Works within this series (details on games with their own pages):
A.K.A.-47: Averted in San Andreas with the Desert Eagle, AK-47, and TEC-9, and Vice City with the MAC-10, TEC-9, and MP5, (but NOT the M4, the model used in both games is a Colt Model 733) but played straight with every other weapon.
Played straight in the IV-era games, which sees generic names applied to all weapons. The AK-47 is aptly named "Assault Rifle", while hilariously, the M4 is called "Carbine Rifle".
All Bikers Are Hells Angels: The biker gangs in Vice City and Vice City Stories, and the Lost Brotherhood and the Angels of Death in IV.
Anti-Hero: Just about every main character in every GTA game falls into this trope, along with plenty of side characters.
Arson, Murder, and Jaywalking: A minor character in the original GTA, Samuel Deever, was arrested for suspected cannibalism during a stakeout, urinating on a superior officer's desk, theft of impounded narcotics, malicious wounding of fellow officer on five separate counts, incestuous practices, sexual harassment, reporting for duty under the influence of alcohol, kidnapping, alleged sodomy of a superior officer and enjoying all of the Police Academy movies.
Artificial Stupidity: The civilian AI will attempt to dive out of the way should you try to run them over with a car, but most of the time, they will dive into your path, getting themselves killed and getting the cops pissed off if they happen to see the unintentional act.
Artistic License - Law: Oh, quite a bit of it. The most notable being that as you are driving down the streets causing many fender benders as you weave through traffic the police don't react or pull you over unless you actually hit their car.
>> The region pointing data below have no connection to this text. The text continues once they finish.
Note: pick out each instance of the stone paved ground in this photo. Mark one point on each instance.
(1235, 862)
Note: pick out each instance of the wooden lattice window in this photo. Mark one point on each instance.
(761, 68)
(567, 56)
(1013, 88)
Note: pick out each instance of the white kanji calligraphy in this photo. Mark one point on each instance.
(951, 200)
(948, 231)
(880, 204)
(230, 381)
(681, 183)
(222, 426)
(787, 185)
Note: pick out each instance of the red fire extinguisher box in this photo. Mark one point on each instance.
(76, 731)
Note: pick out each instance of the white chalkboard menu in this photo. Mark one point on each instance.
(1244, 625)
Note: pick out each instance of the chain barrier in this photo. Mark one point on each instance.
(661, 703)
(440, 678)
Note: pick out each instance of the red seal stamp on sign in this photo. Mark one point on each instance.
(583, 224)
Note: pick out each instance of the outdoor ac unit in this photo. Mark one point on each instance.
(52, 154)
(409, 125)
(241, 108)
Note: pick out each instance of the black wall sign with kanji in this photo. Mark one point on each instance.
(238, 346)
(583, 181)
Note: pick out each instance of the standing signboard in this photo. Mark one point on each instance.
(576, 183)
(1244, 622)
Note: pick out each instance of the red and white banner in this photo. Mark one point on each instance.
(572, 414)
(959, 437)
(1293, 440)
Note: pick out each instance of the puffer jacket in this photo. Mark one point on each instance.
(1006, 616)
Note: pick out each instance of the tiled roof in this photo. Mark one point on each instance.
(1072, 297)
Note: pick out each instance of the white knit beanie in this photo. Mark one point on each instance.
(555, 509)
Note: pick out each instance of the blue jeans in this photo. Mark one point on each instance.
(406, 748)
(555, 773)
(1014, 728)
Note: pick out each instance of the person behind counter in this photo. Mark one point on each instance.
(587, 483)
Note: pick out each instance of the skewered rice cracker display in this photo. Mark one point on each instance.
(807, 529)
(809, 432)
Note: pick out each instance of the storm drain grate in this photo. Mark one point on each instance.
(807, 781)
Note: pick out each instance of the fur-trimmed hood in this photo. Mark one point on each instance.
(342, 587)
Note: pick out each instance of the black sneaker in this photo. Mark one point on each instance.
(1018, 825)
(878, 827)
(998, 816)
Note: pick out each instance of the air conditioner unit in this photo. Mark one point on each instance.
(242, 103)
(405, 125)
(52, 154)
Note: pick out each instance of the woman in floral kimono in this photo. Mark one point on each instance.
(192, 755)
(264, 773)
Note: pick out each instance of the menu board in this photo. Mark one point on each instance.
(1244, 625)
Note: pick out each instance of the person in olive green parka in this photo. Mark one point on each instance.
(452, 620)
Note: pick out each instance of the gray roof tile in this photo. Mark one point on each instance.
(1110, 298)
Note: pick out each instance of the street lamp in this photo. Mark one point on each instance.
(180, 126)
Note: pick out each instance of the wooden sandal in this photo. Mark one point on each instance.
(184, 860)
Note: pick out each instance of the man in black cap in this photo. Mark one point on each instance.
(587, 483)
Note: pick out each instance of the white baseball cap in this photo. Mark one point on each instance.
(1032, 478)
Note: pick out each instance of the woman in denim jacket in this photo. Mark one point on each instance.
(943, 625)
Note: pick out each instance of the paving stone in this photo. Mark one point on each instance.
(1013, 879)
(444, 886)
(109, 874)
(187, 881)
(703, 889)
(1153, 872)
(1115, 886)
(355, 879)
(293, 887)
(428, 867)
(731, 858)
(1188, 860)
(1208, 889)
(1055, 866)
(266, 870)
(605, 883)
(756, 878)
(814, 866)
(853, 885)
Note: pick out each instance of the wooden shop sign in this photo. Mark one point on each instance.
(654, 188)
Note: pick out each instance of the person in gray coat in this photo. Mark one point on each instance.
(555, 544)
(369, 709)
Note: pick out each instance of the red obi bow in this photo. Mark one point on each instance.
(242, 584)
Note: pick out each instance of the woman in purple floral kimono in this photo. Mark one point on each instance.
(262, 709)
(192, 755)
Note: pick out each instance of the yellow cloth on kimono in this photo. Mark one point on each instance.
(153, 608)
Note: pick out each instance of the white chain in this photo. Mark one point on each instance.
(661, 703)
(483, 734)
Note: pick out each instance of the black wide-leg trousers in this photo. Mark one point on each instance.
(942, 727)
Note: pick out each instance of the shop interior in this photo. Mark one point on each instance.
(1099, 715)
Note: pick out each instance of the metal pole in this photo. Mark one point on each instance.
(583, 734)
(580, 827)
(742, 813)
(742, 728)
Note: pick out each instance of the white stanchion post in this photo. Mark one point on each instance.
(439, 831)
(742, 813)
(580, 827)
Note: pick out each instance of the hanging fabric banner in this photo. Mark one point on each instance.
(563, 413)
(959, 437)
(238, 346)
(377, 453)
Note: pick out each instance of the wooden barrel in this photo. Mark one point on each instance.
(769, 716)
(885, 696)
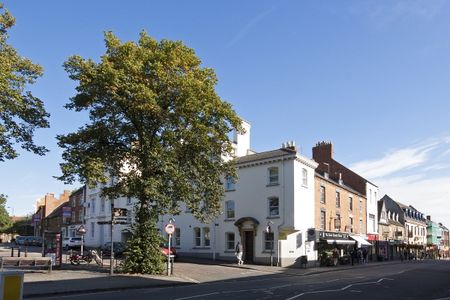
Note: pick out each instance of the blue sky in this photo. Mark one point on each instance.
(373, 77)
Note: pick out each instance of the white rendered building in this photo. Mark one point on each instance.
(273, 188)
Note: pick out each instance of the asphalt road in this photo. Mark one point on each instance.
(410, 280)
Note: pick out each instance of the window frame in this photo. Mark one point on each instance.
(273, 179)
(228, 241)
(206, 236)
(230, 212)
(230, 183)
(304, 177)
(197, 237)
(271, 207)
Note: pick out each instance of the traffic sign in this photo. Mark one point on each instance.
(81, 229)
(170, 228)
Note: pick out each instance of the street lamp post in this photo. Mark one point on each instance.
(170, 229)
(12, 210)
(269, 231)
(82, 231)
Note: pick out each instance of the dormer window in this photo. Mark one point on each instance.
(273, 176)
(230, 184)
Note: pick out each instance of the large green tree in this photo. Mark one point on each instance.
(20, 112)
(157, 132)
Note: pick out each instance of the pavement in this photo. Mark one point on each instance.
(92, 278)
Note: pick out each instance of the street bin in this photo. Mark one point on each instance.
(11, 285)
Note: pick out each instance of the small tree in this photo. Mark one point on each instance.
(5, 219)
(20, 112)
(157, 127)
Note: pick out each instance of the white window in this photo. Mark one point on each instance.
(202, 237)
(197, 237)
(268, 241)
(92, 229)
(230, 184)
(304, 177)
(273, 175)
(229, 236)
(177, 237)
(229, 206)
(206, 237)
(274, 207)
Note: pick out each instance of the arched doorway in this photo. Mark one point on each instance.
(247, 227)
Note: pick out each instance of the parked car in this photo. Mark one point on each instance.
(71, 242)
(33, 241)
(118, 249)
(20, 240)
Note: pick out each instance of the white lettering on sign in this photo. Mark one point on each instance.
(170, 228)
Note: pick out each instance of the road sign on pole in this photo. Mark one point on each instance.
(169, 228)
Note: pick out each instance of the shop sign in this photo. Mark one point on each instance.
(372, 237)
(329, 235)
(67, 212)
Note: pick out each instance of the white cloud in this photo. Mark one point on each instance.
(383, 14)
(429, 196)
(250, 24)
(413, 176)
(394, 161)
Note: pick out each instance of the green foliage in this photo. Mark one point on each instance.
(146, 239)
(157, 127)
(5, 219)
(20, 112)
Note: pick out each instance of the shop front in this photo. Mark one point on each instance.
(334, 247)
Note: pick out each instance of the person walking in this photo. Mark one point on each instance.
(239, 252)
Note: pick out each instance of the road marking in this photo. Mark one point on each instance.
(338, 290)
(197, 296)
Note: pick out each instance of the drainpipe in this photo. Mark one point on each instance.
(283, 187)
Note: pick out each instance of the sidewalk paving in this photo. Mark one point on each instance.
(72, 281)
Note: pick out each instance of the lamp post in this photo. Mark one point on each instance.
(269, 231)
(170, 229)
(12, 210)
(81, 231)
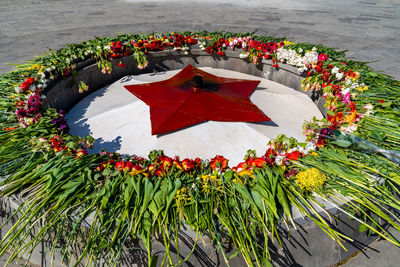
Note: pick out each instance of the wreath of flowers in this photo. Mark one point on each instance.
(352, 153)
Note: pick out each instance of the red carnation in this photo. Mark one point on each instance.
(293, 155)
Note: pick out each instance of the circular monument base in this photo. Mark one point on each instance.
(120, 122)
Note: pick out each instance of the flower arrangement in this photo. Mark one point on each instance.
(351, 154)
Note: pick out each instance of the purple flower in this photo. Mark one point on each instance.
(33, 104)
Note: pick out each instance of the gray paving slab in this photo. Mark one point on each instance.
(368, 29)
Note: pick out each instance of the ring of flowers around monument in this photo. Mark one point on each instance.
(351, 154)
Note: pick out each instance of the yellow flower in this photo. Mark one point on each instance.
(181, 194)
(352, 117)
(310, 179)
(210, 182)
(246, 172)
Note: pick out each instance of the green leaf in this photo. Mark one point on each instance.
(362, 228)
(378, 135)
(73, 145)
(330, 112)
(342, 143)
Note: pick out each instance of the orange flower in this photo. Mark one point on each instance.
(219, 162)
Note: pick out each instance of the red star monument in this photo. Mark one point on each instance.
(194, 96)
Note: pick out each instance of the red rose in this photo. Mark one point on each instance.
(293, 155)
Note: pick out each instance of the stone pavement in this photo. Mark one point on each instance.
(368, 29)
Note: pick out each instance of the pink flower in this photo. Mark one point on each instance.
(322, 57)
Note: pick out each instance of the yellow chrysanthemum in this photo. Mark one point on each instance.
(181, 195)
(310, 179)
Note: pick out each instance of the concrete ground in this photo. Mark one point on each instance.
(368, 29)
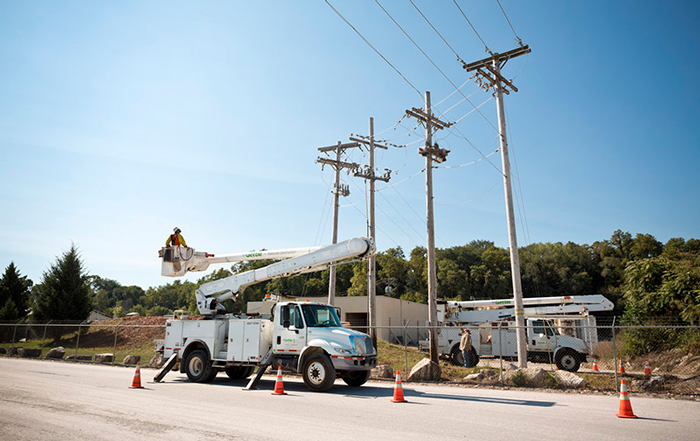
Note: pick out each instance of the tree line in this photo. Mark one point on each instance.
(644, 278)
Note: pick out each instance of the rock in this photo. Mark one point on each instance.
(131, 360)
(29, 353)
(104, 358)
(568, 379)
(425, 370)
(383, 371)
(157, 360)
(79, 357)
(533, 377)
(58, 353)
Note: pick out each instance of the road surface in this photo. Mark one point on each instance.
(70, 401)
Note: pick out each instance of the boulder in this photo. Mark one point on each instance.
(474, 377)
(58, 353)
(131, 360)
(157, 360)
(29, 353)
(568, 379)
(425, 370)
(383, 371)
(533, 377)
(104, 358)
(79, 357)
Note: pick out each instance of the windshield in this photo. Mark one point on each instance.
(320, 316)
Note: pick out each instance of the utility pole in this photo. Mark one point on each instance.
(431, 153)
(488, 74)
(338, 190)
(369, 174)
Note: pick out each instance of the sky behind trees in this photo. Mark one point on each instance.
(120, 121)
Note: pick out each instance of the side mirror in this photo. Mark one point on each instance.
(285, 316)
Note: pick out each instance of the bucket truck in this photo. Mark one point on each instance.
(490, 323)
(303, 337)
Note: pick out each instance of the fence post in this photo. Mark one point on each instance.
(405, 348)
(43, 339)
(614, 351)
(77, 340)
(500, 349)
(14, 334)
(114, 349)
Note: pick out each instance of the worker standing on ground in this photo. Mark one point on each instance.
(465, 345)
(175, 239)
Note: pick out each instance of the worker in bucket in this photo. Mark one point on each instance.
(175, 239)
(465, 345)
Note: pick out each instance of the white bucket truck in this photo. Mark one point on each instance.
(303, 337)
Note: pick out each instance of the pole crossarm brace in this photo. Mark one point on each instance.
(497, 60)
(332, 148)
(420, 115)
(334, 163)
(367, 142)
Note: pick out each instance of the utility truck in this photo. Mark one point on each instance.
(492, 328)
(301, 337)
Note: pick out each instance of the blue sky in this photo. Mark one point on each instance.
(121, 120)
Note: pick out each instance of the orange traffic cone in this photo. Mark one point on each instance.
(136, 383)
(398, 390)
(625, 405)
(279, 386)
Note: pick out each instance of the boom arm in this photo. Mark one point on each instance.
(210, 295)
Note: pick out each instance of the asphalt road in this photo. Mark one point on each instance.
(42, 400)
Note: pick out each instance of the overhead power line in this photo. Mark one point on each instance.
(473, 28)
(373, 48)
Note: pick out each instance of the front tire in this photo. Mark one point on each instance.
(198, 367)
(318, 373)
(356, 378)
(568, 360)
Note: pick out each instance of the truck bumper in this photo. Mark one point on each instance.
(353, 363)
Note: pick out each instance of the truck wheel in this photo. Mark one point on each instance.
(356, 378)
(568, 360)
(318, 373)
(197, 367)
(456, 357)
(239, 372)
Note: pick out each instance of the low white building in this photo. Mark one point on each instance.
(395, 317)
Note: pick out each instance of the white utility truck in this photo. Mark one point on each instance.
(299, 336)
(491, 325)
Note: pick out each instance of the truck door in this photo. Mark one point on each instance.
(290, 337)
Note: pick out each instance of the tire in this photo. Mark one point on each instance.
(198, 367)
(356, 378)
(456, 357)
(568, 360)
(318, 373)
(239, 372)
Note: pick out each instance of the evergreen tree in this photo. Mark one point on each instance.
(64, 293)
(14, 294)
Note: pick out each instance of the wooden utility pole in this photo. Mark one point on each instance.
(488, 74)
(338, 190)
(369, 174)
(431, 153)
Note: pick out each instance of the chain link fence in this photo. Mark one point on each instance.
(657, 356)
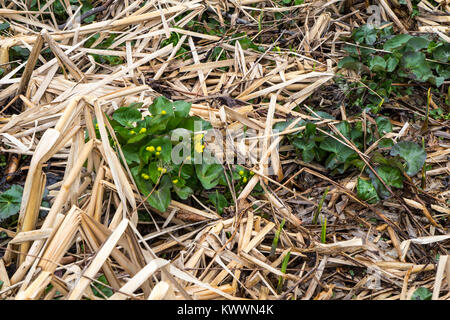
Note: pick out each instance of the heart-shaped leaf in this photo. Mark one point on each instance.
(413, 154)
(366, 191)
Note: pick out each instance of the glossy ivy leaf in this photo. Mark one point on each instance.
(366, 34)
(422, 293)
(416, 67)
(344, 128)
(396, 42)
(160, 197)
(218, 200)
(384, 125)
(4, 26)
(413, 154)
(391, 64)
(442, 53)
(208, 174)
(10, 202)
(153, 172)
(391, 176)
(181, 111)
(183, 192)
(126, 116)
(443, 71)
(161, 106)
(377, 64)
(366, 191)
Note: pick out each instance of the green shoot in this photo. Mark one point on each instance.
(323, 234)
(276, 238)
(319, 208)
(283, 270)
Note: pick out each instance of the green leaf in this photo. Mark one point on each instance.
(4, 26)
(377, 64)
(417, 43)
(384, 125)
(396, 42)
(161, 106)
(341, 151)
(218, 200)
(416, 67)
(131, 153)
(98, 287)
(160, 197)
(366, 191)
(183, 192)
(391, 176)
(126, 116)
(209, 174)
(351, 64)
(413, 154)
(10, 202)
(367, 33)
(442, 53)
(391, 64)
(421, 293)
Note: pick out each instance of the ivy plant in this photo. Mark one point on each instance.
(382, 58)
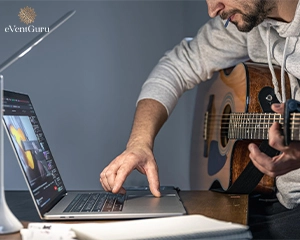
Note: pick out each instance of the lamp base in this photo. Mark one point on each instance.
(8, 222)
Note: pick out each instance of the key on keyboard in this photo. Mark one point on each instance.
(96, 202)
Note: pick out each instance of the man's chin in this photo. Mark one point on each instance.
(244, 27)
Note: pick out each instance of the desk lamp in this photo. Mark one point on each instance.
(8, 222)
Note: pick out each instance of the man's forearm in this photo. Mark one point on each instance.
(149, 117)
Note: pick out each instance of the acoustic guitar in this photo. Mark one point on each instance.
(237, 112)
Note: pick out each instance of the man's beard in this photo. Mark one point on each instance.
(260, 12)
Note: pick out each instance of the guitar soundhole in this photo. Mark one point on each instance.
(225, 125)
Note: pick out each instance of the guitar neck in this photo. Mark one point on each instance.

Evidently "Leaving the scene of an accident" isn't against the law in this universe, but the reason this is the case is that you would spend the entire game evading police for hit and run rather than playing. Also, the police don't seem that interested in you running red lights, making illegal U-turns, or driving on the wrong side of the street. Or on the pavement.
Ascended Extra: GTAIII's arms dealer Phil Cassidy and corrupt cop Leon McCaffrey in Vice City and Liberty City Stories respectively.
The truck debuted in GTA2 as a means of luring out the asylum inmates, and as targets in the bonus mission. It appeared in GTAIII in the same capacity, except overweight mobsters are lured to their deaths this time around.
It doesn't appear in GTAIV, but Mr. Tasty takes it's place.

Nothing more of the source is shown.